Beyond all that, Marx’s view of alienation still provides the greater explanatory power and clarity than other theories of alienation as well as the contradictory nature of work under capitalism. Next to Hegel and Marx, Seeman has constructed five categories of alienation: powerlessness, meaninglessness, normlessness, isolation, and self-estrangement.

One of the advantages of Marx is that he makes clear that labour itself becomes a commodity in capitalism. As a consequence, alienation is inextricably linked to capitalism – there is no escape and no change of work arrangement can alter this as long as capitalism exists.

Yet, alienation does not only take place at work as capitalism reaches beyond the workplace. One might indeed argue that alienation is everywhere. It exists at work in production, at home in consumption, and it dominates much of politics and daily life. Worse, alienation reaches even into human intimacy.
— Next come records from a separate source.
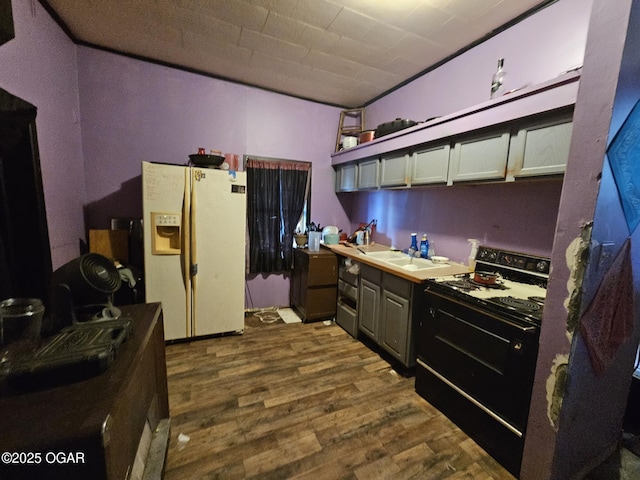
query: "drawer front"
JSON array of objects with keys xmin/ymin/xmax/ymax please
[
  {"xmin": 360, "ymin": 265, "xmax": 382, "ymax": 285},
  {"xmin": 338, "ymin": 265, "xmax": 358, "ymax": 287},
  {"xmin": 306, "ymin": 288, "xmax": 337, "ymax": 320},
  {"xmin": 307, "ymin": 255, "xmax": 338, "ymax": 287},
  {"xmin": 336, "ymin": 302, "xmax": 358, "ymax": 338},
  {"xmin": 338, "ymin": 280, "xmax": 358, "ymax": 300},
  {"xmin": 383, "ymin": 273, "xmax": 412, "ymax": 298}
]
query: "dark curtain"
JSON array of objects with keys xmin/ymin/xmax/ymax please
[{"xmin": 246, "ymin": 158, "xmax": 311, "ymax": 273}]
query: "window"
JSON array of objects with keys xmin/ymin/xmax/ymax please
[{"xmin": 245, "ymin": 156, "xmax": 311, "ymax": 273}]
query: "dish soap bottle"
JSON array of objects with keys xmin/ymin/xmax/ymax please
[
  {"xmin": 491, "ymin": 58, "xmax": 506, "ymax": 99},
  {"xmin": 468, "ymin": 238, "xmax": 478, "ymax": 272},
  {"xmin": 409, "ymin": 233, "xmax": 418, "ymax": 257},
  {"xmin": 420, "ymin": 233, "xmax": 429, "ymax": 258}
]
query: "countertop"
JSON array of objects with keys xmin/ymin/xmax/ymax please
[{"xmin": 322, "ymin": 243, "xmax": 469, "ymax": 283}]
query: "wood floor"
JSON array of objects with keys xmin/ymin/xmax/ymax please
[{"xmin": 165, "ymin": 322, "xmax": 513, "ymax": 480}]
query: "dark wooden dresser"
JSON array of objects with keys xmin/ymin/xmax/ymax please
[
  {"xmin": 290, "ymin": 248, "xmax": 338, "ymax": 322},
  {"xmin": 0, "ymin": 303, "xmax": 169, "ymax": 480}
]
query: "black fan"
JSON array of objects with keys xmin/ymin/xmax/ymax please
[{"xmin": 51, "ymin": 253, "xmax": 122, "ymax": 330}]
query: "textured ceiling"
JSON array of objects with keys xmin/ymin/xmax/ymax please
[{"xmin": 41, "ymin": 0, "xmax": 550, "ymax": 108}]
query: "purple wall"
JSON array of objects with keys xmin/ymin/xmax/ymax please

On the other side is Blauner who trivialised Marx’s concept of alienation reducing it to a study of job satisfaction. This is important for management studies, business schools and Managerialism. It downgrades alienation to job satisfactionand through that, it becomes, in the minds of business school professors, a manageable category.

All this aids the hallucination of the possibility of overcoming alienation within capitalism. This chimera remains a vital step in sustaining capitalism through the ideology provided by business schools and management studies.
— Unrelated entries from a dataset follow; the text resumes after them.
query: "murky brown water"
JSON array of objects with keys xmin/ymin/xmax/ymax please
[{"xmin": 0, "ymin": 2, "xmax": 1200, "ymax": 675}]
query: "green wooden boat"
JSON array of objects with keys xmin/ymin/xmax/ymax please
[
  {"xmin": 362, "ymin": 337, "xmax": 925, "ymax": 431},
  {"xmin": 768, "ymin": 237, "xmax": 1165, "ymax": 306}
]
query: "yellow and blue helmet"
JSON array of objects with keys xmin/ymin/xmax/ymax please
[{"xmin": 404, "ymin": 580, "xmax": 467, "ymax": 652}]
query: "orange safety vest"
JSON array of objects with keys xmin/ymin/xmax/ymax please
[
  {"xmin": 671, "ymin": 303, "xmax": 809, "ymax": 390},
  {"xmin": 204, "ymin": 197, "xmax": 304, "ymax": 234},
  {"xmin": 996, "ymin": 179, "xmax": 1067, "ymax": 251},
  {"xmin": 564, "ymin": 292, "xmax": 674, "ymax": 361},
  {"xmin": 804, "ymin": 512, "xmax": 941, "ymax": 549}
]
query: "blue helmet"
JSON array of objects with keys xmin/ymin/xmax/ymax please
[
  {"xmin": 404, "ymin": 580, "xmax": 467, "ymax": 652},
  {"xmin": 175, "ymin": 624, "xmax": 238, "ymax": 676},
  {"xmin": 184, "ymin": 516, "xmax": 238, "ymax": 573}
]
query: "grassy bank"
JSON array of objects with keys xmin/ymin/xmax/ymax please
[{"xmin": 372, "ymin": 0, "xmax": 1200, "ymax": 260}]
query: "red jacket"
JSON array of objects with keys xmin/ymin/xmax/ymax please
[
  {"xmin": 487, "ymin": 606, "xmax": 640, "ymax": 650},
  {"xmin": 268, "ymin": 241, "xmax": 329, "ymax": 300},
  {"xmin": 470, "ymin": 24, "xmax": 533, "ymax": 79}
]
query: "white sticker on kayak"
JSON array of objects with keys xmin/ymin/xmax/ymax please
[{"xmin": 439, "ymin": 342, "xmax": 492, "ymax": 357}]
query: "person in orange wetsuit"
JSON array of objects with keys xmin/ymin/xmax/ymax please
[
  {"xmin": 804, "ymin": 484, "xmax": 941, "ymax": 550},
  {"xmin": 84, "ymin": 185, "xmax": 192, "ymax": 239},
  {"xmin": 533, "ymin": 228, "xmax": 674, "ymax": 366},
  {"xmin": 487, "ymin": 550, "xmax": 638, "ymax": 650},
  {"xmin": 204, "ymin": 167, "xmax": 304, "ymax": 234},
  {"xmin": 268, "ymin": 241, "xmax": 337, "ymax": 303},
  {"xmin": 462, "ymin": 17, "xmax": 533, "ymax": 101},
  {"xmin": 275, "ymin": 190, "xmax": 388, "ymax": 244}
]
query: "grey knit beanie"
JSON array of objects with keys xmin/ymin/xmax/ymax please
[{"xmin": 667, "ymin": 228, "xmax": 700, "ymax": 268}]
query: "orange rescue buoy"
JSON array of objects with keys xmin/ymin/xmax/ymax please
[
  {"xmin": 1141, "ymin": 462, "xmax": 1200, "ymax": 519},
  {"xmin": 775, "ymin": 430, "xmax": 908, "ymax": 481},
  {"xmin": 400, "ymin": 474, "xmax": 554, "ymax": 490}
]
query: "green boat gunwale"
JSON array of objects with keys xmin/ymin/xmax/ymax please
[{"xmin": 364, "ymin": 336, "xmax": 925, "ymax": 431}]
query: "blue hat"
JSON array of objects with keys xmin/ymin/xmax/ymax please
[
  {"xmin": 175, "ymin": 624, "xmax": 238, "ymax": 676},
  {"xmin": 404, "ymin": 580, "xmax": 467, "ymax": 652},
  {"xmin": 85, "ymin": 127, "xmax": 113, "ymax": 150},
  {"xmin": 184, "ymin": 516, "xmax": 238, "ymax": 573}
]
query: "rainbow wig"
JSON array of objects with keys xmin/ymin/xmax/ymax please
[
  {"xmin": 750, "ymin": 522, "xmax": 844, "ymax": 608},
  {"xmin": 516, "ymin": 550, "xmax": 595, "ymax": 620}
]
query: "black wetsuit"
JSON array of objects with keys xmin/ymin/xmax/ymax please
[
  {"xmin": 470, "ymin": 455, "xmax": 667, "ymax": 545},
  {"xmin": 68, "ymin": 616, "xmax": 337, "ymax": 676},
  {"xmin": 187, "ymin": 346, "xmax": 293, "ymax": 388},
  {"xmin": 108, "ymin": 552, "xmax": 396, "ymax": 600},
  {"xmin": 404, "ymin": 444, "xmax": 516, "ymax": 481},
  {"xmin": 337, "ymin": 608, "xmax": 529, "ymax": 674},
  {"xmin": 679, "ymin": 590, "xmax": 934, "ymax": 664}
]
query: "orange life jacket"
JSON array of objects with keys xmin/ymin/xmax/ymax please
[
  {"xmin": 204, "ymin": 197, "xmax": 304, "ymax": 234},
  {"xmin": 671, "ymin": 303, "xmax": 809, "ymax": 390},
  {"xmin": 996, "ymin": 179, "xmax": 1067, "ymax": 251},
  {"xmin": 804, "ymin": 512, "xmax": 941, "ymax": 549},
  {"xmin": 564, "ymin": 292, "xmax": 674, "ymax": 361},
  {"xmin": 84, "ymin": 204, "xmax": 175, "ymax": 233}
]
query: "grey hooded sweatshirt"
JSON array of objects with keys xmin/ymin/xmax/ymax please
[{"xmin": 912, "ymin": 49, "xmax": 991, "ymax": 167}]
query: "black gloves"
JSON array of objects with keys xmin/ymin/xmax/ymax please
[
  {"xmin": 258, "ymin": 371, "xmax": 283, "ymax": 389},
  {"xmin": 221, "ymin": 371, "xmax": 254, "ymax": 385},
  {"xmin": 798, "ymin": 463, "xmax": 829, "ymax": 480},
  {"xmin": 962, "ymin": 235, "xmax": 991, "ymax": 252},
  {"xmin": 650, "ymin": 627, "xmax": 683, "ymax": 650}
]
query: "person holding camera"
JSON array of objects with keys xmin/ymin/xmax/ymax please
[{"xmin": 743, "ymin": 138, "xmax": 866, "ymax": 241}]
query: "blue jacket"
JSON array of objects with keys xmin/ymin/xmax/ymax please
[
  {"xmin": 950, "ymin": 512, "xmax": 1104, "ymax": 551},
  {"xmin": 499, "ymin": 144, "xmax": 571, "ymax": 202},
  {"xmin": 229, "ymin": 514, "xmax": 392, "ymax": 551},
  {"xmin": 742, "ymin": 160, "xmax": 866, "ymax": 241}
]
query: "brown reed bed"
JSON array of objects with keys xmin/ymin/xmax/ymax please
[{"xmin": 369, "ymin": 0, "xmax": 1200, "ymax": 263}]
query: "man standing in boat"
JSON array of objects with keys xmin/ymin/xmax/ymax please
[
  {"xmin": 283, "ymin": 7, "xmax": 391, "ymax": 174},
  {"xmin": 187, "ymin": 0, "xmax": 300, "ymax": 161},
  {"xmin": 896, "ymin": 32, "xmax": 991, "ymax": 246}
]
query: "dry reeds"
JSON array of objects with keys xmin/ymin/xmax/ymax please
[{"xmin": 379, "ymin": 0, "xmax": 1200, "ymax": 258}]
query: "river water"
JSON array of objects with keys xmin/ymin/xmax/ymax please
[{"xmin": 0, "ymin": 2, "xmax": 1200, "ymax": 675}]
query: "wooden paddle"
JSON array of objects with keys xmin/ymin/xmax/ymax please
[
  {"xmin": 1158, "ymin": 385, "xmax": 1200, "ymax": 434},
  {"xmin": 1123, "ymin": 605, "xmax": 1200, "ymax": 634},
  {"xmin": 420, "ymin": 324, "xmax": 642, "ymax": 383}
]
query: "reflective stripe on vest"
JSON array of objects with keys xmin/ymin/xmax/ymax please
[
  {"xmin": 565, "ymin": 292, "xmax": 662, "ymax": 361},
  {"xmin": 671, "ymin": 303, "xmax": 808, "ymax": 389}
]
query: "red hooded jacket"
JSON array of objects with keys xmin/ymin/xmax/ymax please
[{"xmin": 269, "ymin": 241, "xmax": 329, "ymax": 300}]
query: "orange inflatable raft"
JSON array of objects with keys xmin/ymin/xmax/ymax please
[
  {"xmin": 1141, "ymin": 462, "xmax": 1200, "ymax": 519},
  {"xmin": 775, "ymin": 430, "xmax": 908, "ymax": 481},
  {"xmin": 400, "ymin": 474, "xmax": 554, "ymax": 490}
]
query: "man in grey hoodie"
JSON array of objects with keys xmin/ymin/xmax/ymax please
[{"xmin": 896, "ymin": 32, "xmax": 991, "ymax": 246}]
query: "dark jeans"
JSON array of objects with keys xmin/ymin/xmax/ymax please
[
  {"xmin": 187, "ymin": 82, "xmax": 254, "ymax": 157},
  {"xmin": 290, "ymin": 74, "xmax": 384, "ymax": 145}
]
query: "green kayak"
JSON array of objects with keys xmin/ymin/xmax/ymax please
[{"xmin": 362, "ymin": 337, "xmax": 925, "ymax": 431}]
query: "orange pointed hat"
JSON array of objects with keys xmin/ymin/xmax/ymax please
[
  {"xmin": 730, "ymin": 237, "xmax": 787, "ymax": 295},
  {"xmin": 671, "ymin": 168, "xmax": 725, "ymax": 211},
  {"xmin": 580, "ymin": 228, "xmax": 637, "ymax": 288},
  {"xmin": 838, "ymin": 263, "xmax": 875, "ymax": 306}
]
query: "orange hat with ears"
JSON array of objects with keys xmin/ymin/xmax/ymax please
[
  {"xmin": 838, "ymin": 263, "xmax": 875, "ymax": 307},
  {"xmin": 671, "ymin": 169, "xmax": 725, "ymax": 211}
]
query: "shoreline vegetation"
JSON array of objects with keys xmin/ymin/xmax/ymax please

The alienation of IT workers can be seen in many multi-national IT companies even those ranked in the top ten computer manufacturers, employing 155,000 workers worldwide in over 100 countries. Such empirical evidence comes from a wide range of ICT activities such as project managers, database software engineers, asset administrators, system design and development engineers, risk management experts and quality control specialists.

IT workers are often a mixture of women and men with ages ranging from mid-thirties to early sixties. In many UK IT companies, workers are involved with their trade union. Still, there is no common definition of the 15 million people who work in IT. Nonetheless, global IT spending could total close to $3.9tr in 2020 – $3,900,000,000,000.

Strangely, there is a narrowing of focus by businesses and consumers in traditional tech spending on just four platforms: cloud, mobile, social and big data/analytics, while the expansion of new technologies such as AI (artificial intelligence), robotics and AR/VR (augmented reality/virtual reality) will represent a significant investment.

On the empirical side, one IT software engineer in the UK said,

I don’t have any control over that at all and I have no control over what might be in store in … a cloud provision … companies can use this as a pretext to reduce pay and benefits … to lower the status of the job … people are being squeezed quite severely.

While a systems designer said, “customers are running the project who will give you stuff to do … you are simply told “this is what we need” … in theory you can pick … your own assignment but in practice you get pressurised to do certain work.” Yet, it has been getting worse as the economic crisis of 2008 intensified competition within the IT sector.

This is reflected in statements made by many IT support workers. One worker said,

once upon a time … there was a lot more support from the company … this had been whittled away … I used to have a career as a development manager … now you have to battle against the business imperatives.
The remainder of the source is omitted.